7 Conclusion and outlook

In this work, we analyzed the Directed Circular Facility Layout Problem (DCFLP). The DCFLP represents a new modeling approach for circular layouts and allows for a wide range of applications. We proved that it can be modeled as a special Linear Ordering Problem. Hence, both exact and heuristic methods for the DCFLP are less complex in ordering variables than the best current approaches for the Single Row Facility Layout Problem (SRFLP), which was so far considered as the simplest layout type. This refutes the general assumption that circular layout problems are harder to solve than row layout problems.

We applied two exact approaches, a Semidefinite and an Integer Linear Programming (ILP) approach. Additionally, we solved the problem heuristically using a Tabu Search and a Variable Neighborhood Search (VNS). Finally, we generated an extensive benchmark library for the DCFLP and provided strong lower and upper bounds for all instances considered.

The aim of our work is to propose efficient and easy to implement exact and heuristic approaches. Especially, we motivate practitioners to consider circular facility layouts for their manufacturing systems. However, it could be interesting for future research to implement hybrid approaches, e.g., applying a VNS and exploring the k-neighborhood with the help of an ILP formulation.

As a worthwhile future research direction we advise to combine and extend the very efficient heuristics for the DCFLP and the SRFLP to the Combined Cell Layout Problem (CCLP).
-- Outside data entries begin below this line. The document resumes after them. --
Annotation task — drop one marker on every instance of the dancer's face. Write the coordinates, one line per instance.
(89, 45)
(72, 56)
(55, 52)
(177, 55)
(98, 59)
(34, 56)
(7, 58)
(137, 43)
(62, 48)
The CCLP is interested in the minimization of the material-handling costs in a cellular manufacturing system with at least two cells in the presence of parts that require processing in more than one cell. The machines of each cell can be arranged differently, e.g., in a row or on a circle. Hence, more complex layout types can be modeled as a CCLP while it still builds on well-discussed and efficiently solvable basic problems. There even exist lower bounds for reasonably sized instances of the CCLP to assess heuristic approaches [8, 40].

As another future research topic we suggest to enhance the heuristics for the LOP (and hence, also for the DCFLP) such that they are able to handle additional practical constraints relevant in the layout context like, e.g., dynamic and stochastic aspects as well as the ability to consider multiple objectives.